As it turned out, MacMillan would come across a lone abandoned bear cub while crossing Smith Sound. The 40-pounder was captured and initially lashed to MacMillan’s sledge, but eventually untied and allowed to travel on its own.
MacMillan described what happened next:
When the lashing was removed, “he followed at my heels for fifteen miles. Henceforth, ‘Bowdoin,’ as I called him, was my boon companion. He climbed the big hills in search of flowers; the cliffs for the eggs of the burgomaster gull. We roamed the stretches of those silent fiords. With the passing of the days, his strength increased. I harnessed him to my sledge—always going where he wanted to go, never where I did!
One night, Bowdoin escaped. MacMillan found him the next morning, seated on top of a box and staring intently at distant islands out in the harbor. As MacMillan remembered…
He hardly noticed my approach. I sat down beside him. I understood. Far off at the edge of the ice I caught the silvery sheen of the open waters of Smith Sound, and knew that in him there was being awakened a desire to contend, to struggle, to fight for his food, that which makes life sweet.
As you, the members of the Class of 2012, contemplate your time at Bowdoin and think about the challenges and opportunities ahead, I’m sure you can relate to MacMillan’s interpretation of his cub’s fixed stare.
As MacMillan said so beautifully:
It has come to us all—a teacher in the classroom, the physician hurrying to the bedside of a patient, the lawyer preparing briefs.
Through and beyond it all we catch the glitter of the ocean, the grandeur of a particular mountain, the winding of a familiar stream, the waving and the music of evergreens, the sound of the rapids, the smell of a wood fire—the call of primitive [humankind] echoing down through the centuries.
Here for my cub there was a home, plenty of food, a life of ease.
But out there more than this—an opportunity to match his strength, his cunning, his patience, his powers of endurance against violent winds, a tossing sea, a grinding ice pack, the antagonistic elements of the Arctic.
For this he was born.
One week later, MacMillan’s cub was gone — as you will be after tomorrow — and he did not end up in Brunswick.

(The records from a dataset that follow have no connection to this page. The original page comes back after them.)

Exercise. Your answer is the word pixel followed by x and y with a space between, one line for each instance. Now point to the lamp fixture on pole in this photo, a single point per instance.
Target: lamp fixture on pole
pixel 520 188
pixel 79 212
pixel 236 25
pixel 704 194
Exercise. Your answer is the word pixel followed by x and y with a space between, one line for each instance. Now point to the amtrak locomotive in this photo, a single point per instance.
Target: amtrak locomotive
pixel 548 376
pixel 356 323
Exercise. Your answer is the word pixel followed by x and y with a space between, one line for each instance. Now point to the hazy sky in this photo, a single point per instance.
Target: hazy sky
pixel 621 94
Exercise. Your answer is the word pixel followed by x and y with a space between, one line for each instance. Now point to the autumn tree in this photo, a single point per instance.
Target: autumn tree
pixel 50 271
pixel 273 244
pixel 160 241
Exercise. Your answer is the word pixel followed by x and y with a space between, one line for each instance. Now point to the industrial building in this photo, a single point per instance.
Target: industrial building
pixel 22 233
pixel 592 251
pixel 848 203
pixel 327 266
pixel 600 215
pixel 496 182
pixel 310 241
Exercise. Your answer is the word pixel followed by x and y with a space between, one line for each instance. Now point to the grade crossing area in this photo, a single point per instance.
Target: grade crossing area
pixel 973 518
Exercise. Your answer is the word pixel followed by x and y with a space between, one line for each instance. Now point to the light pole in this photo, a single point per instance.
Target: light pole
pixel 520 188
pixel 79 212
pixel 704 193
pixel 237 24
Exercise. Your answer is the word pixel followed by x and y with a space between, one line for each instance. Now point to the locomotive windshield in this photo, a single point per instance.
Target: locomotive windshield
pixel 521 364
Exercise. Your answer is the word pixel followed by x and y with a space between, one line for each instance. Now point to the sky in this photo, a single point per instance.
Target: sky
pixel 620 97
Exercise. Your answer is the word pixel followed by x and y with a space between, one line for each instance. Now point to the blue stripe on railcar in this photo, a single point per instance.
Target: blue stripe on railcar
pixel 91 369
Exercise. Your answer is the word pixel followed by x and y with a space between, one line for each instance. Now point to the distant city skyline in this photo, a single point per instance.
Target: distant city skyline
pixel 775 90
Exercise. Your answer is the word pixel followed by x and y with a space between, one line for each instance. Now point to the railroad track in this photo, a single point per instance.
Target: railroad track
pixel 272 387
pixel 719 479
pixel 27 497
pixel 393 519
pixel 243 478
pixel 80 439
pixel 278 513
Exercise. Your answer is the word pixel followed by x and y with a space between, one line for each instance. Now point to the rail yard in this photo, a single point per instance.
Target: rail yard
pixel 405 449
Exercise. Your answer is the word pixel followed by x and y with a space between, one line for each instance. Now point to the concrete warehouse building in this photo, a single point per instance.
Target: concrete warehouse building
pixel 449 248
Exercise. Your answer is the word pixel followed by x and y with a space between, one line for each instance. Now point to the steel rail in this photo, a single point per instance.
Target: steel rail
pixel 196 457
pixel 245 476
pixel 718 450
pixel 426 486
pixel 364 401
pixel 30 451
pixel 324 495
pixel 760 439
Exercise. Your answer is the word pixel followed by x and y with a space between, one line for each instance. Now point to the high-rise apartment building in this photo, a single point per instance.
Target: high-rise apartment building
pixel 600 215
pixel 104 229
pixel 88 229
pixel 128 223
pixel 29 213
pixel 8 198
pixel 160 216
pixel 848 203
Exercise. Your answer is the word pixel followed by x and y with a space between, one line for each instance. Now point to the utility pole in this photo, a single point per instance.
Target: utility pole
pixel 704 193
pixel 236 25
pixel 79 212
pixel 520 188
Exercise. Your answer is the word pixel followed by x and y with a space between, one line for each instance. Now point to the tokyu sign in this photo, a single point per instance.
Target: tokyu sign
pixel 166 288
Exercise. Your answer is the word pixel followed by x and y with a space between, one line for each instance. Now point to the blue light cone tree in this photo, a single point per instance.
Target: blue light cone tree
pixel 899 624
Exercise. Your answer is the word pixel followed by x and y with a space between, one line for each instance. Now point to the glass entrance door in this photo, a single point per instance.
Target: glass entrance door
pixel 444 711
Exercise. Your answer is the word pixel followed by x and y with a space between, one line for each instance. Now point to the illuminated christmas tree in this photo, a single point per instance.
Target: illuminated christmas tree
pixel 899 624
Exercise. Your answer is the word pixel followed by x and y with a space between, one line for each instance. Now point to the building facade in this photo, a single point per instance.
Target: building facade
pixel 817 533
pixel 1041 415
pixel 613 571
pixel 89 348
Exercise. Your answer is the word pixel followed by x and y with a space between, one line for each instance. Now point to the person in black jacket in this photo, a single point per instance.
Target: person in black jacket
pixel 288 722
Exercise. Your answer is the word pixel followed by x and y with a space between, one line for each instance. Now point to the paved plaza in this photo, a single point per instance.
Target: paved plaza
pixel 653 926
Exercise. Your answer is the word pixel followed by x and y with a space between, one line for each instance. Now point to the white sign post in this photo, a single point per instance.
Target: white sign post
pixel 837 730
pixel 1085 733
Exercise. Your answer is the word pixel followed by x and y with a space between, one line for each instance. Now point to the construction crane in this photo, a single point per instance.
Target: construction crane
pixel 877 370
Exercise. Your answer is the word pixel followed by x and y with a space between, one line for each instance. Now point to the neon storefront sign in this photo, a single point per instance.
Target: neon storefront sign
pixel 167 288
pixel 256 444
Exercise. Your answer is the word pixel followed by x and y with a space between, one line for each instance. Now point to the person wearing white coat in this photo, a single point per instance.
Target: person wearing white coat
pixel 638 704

The bear in the glass case outside Morrell Gym is not “Bowdoin the cub.” The bear that is so familiar to us all was brought here after an encounter in North Greenland with 30 of MacMillan’s dogs, several of which were killed or seriously injured when they encircled the much more powerful polar bear.
Presented to the College by MacMillan, this bear — our bear “from his home almost within the shadow of the North Pole” — stands today facing north, toward the Artic. For nearly a century, the polar bear has stood for what MacMillan intended when he made his gift to the College. It is, as he said, “the guardian spirit of every Bowdoin man” and woman.
You, members of the Class of 2012, are and always will be Bowdoin Polar Bears and members of Polar Bear Nation. Yes … As you know, sometimes the bear will bite you and sometimes you will bite the bear.
But, I hope you will take pride in this emblem of your College and that this association with a magnificent creature imbedded in Bowdoin history will inspire and encourage you as you match your own strengths, talents, and powers of persistence and perseverance against the challenges of life ahead.